22/04/2005

Court criticises strip searching of women prisoners

The Northern Ireland Human Rights Commission has welcomed a judgment in the High Court which criticised the practice of strip searching women prisoners at Hydebank Wood as an “unnecessary and humiliating policy”.

The application for judicial review of such searches was brought by Karen Carson, a prisoner challenging the conditions under which she is being held at the Centre.

The Commission, which assisted Ms Carson to bring her case, expressed grave concerns over the lack of in-cell sanitation available to female prisoners at Hydebank Wood and their subjection to strip searches.

The Court accepted that the experience of strip searching put forward by Ms Carson was “humiliating” and that, having failed to have proper and explicit regard to Ms Carson’s human rights, the policy of strip searching was “disproportionate and unnecessary”.

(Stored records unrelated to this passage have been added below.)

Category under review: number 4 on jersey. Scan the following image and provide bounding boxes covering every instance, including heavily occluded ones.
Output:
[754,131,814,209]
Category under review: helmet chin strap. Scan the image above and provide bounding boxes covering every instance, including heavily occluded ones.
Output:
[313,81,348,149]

Commenting on the case, the Commission’s Investigations Worker, Dr Linda Moore, said: “We welcome the Court’s findings on the oppressive and humiliating strip searching regime operated at Hydebank Wood.

“By assisting Karen Carson with this case we hope that conditions for women prisoners can be improved to meet international standards and that the frequent practice of strip searching will now stop.”

The Court also found that while the sanitation arrangements for women at Hydebank may “not be ideal”, they could not be described as degrading.